4. Pilih Respon, Bukan Reaksi
Reaksi adalah tindakan otomatis dan impulsif (meledak-ledak), sedangkan respon adalah tindakan yang telah Anda pikirkan dan pilih secara sadar.
Setelah Anda tenang dan tahu apa yang Anda rasakan, pikirkan cara terbaik untuk merespons situasi tersebut.
Sebagai contoh, reaksi impulsif mungkin berupa, “Kamu selalu saja begini!” (menyalahkan).
Sebaliknya, respon yang terkendali adalah, “Saya merasa kecewa ketika kamu tidak menepati janji.
Bisakah kita bicarakan solusinya?” (menyatakan perasaan dan mencari solusi).
Fokuslah pada penggunaan kata “Saya” untuk menyatakan perasaan Anda, daripada menggunakan kata “Kamu” yang cenderung menyerang orang lain.
5. Refleksi dan Cari Solusi Jangka Panjang
Setelah momen panas berlalu dan Anda sudah benar-benar tenang, luangkan waktu untuk refleksi.
Tanyakan pada diri sendiri, apa yang bisa dipelajari dari kejadian tadi?
Apa yang berhasil dan apa yang tidak dari respons Anda?
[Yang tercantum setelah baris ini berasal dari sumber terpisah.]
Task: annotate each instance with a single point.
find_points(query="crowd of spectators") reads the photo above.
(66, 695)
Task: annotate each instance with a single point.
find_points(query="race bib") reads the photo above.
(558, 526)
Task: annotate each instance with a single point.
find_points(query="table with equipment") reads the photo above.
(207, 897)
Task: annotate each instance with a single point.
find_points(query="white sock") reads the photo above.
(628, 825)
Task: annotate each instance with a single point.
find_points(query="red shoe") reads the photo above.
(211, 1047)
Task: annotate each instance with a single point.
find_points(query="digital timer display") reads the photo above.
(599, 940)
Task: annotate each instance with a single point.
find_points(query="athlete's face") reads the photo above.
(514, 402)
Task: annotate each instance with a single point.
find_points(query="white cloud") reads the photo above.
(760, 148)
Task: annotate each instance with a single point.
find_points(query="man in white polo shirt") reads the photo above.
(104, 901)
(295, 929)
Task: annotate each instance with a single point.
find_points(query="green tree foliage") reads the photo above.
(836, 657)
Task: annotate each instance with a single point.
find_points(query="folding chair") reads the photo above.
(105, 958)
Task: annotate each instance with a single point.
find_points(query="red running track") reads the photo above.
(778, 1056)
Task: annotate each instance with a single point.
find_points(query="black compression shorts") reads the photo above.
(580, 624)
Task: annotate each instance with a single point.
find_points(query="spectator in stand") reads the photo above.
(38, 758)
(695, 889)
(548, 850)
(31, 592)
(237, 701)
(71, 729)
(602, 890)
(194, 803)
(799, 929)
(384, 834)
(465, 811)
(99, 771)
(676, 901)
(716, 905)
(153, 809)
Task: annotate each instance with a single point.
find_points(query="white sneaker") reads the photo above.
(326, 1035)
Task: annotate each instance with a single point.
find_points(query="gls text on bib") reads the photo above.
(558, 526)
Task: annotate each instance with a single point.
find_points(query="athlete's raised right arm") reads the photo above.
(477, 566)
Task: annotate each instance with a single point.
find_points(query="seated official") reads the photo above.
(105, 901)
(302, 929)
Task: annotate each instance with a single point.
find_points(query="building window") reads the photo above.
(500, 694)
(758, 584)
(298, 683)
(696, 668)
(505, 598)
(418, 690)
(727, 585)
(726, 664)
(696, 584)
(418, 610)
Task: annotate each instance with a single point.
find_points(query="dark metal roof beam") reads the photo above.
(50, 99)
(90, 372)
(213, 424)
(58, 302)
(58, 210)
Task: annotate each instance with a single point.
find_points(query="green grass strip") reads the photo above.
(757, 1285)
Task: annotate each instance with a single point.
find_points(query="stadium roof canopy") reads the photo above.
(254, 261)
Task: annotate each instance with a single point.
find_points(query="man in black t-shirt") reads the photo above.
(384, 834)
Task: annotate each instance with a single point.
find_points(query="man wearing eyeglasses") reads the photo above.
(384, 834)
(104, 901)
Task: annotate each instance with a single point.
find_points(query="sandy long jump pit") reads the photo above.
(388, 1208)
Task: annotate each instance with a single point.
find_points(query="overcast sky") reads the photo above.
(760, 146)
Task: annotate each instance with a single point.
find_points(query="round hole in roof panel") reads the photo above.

Pikirkan juga apa yang bisa dicegah di masa depan.
Misalnya, jika pemicunya adalah kelelahan, solusinya adalah tidur lebih baik.
Jika pemicunya adalah rekan kerja tertentu, solusinya mungkin menetapkan batasan (boundaries) yang lebih jelas.
Manajemen emosi adalah sebuah proses.
Ini mungkin tidak langsung berhasil dengan sempurna, tetapi dengan latihan yang konsisten, Anda akan membangun kendali diri yang lebih kuat dari waktu ke waktu.
Jika emosi yang meledak-ledak terasa sangat sulit dikendalikan, jangan ragu untuk mencari bantuan profesional dari psikolog atau konselor.